Swarm automatically converts Python functions into JSON schemas for the Chat Completions API:

  • Docstrings become function descriptions
  • Parameters without defaults are set as required
  • Type hints are mapped to parameter types

6. Streaming

Swarm supports streaming responses, similar to the Chat Completions API, with additional event types:

  • {"delim":"start"} and {"delim":"end"} to signal agent handling
  • {"response": Response} returning the complete Response object

7. Evaluation

While Swarm doesn’t provide built-in evaluation tools, it encourages developers to implement their own evaluation suites.
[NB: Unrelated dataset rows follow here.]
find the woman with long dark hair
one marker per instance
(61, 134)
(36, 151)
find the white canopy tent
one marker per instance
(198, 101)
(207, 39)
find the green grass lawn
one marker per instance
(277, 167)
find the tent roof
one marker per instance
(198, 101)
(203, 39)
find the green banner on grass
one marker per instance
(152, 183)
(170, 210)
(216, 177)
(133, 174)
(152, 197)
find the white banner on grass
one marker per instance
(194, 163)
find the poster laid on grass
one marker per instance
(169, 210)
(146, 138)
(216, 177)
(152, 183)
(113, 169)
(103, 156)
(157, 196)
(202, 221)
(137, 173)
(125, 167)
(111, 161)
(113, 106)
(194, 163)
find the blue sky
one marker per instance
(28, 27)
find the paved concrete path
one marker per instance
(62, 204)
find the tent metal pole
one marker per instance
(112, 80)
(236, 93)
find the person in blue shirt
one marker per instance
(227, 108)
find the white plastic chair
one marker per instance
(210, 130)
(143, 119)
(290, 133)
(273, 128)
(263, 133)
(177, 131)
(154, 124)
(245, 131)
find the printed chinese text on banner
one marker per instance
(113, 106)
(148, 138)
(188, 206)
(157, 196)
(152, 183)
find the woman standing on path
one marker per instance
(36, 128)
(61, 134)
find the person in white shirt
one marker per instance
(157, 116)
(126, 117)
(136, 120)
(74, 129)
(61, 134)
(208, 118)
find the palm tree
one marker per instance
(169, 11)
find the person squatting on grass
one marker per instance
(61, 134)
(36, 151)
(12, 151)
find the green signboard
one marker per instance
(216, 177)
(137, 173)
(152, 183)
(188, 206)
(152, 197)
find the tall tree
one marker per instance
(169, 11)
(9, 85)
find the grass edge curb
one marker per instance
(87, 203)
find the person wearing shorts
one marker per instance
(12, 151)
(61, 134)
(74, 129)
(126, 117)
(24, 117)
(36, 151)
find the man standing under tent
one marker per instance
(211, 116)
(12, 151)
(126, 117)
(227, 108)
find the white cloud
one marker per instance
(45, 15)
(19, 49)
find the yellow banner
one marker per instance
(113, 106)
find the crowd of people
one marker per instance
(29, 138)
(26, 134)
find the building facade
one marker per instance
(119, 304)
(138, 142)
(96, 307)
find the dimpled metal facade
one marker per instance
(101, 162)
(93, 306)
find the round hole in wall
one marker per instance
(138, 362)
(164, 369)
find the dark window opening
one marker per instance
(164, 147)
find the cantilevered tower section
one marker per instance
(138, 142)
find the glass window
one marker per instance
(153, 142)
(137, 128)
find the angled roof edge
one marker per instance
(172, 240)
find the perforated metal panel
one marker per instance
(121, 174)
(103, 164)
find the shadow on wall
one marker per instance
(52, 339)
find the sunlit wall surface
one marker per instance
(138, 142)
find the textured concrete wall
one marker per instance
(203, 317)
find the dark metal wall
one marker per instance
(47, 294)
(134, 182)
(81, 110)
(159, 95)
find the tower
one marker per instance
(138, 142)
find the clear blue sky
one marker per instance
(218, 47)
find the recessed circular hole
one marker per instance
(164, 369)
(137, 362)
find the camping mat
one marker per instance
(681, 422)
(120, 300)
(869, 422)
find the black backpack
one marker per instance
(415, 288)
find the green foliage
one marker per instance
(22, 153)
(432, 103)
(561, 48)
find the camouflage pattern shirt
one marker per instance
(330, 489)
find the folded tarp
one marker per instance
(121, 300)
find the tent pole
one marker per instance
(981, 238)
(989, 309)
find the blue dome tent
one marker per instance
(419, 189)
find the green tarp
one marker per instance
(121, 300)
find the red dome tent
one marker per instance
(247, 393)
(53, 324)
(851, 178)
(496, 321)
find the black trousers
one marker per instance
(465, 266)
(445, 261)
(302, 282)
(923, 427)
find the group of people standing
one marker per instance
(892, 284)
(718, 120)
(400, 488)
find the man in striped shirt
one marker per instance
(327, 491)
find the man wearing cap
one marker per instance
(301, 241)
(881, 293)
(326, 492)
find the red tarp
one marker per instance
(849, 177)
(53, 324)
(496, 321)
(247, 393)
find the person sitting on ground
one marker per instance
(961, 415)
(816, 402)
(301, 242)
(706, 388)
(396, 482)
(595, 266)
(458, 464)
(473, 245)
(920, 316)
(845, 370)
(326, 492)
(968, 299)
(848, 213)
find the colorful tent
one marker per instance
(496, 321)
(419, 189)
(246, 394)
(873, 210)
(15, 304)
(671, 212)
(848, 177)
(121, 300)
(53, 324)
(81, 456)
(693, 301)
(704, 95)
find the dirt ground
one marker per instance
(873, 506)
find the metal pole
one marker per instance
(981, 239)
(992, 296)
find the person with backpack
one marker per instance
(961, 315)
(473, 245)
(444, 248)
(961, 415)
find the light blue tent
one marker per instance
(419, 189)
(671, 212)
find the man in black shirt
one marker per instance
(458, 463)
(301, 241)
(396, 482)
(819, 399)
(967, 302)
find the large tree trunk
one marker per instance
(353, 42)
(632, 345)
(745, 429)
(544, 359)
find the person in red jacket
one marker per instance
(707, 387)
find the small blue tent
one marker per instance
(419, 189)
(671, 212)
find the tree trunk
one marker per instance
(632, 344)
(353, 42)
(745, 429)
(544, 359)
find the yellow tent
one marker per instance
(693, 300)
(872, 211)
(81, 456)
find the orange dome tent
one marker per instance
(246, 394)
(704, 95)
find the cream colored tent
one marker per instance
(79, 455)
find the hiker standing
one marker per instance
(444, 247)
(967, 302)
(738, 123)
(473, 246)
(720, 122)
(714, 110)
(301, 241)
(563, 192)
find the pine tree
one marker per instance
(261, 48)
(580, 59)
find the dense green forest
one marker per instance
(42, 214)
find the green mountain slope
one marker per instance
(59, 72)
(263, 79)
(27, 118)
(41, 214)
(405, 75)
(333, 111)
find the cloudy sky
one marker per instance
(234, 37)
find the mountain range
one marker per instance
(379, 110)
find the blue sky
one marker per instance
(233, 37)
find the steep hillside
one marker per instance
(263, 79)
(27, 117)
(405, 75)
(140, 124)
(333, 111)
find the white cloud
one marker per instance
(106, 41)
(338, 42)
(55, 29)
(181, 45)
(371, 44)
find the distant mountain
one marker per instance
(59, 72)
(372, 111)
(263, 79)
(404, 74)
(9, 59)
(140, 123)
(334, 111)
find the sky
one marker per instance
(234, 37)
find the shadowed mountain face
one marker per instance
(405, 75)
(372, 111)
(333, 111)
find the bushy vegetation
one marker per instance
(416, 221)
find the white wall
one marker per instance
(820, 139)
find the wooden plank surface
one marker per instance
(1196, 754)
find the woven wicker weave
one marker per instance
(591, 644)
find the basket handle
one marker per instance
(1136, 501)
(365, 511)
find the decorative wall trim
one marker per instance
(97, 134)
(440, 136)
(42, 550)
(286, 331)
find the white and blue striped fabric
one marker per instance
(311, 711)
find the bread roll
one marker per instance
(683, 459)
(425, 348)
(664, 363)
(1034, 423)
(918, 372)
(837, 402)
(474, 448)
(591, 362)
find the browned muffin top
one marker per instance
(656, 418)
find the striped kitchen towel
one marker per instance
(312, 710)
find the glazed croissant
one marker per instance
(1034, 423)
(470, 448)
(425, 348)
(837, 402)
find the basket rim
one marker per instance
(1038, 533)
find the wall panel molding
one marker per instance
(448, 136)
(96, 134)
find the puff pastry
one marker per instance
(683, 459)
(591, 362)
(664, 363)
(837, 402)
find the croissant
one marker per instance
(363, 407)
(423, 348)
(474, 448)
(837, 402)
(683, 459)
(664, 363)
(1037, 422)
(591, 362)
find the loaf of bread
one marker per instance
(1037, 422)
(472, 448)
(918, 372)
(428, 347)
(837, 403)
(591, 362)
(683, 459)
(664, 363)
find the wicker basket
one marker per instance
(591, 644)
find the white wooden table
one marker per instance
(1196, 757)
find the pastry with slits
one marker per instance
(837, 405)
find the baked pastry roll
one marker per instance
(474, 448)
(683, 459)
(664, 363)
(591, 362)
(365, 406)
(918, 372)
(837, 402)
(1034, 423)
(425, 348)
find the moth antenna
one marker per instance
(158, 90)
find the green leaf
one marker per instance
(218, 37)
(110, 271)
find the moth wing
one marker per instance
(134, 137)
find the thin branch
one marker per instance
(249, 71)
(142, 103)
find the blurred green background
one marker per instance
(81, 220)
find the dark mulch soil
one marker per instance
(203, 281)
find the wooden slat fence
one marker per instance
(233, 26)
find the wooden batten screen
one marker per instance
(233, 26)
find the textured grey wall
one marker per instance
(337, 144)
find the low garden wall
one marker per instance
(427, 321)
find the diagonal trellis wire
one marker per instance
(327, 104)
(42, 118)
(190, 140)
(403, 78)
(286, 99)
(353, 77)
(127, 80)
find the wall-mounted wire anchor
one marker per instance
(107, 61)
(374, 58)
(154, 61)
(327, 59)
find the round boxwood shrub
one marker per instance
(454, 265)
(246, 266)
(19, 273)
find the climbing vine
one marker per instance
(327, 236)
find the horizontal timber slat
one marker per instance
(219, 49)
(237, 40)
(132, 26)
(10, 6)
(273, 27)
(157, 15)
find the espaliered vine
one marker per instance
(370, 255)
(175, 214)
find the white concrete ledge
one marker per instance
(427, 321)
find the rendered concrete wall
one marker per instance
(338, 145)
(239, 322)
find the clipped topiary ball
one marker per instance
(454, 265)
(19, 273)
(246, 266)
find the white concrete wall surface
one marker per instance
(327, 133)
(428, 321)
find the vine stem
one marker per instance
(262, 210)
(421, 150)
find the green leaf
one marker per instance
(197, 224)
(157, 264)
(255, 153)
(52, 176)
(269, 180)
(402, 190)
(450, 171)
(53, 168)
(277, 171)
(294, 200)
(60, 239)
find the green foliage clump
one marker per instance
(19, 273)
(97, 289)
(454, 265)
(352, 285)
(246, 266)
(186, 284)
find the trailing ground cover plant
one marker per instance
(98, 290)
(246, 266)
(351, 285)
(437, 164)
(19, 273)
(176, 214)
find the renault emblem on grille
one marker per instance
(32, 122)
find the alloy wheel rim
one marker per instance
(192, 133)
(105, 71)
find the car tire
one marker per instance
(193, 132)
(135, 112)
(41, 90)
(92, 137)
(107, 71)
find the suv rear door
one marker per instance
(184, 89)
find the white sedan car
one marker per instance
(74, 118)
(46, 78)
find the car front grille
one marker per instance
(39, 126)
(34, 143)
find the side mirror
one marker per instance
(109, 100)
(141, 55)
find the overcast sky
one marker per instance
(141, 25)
Examples are provided in the airlineweather_agent, and triage_agent quickstart examples.

8. Utilities

Swarm includes a run_demo_loop function for testing swarms via a command-line REPL interface.

from swarm.repl import run_demo_loop

run_demo_loop(agent, stream=True)

9. Advantages

  1. Flexibility: Easily adapt to various conversation flows
  2. Specialization: Agents can be optimized for specific tasks
  3. Scalability: New agents and functions can be added as needed
  4. Lightweight: Minimal overhead in implementation
  5. Educational: Provides insights into multi-agent system design

10. Limitations

  1. Experimental: Not intended for production use
  2. No Built-in State Management: Stateless between calls, unlike the Assistants API
  3. Limited Official Support: As an educational tool, it doesn’t receive the same level of support as production APIs

By leveraging Swarm’s primitives of Agents and handoffs, developers can create flexible and powerful multi-agent systems for various applications while maintaining a simple and intuitive interface.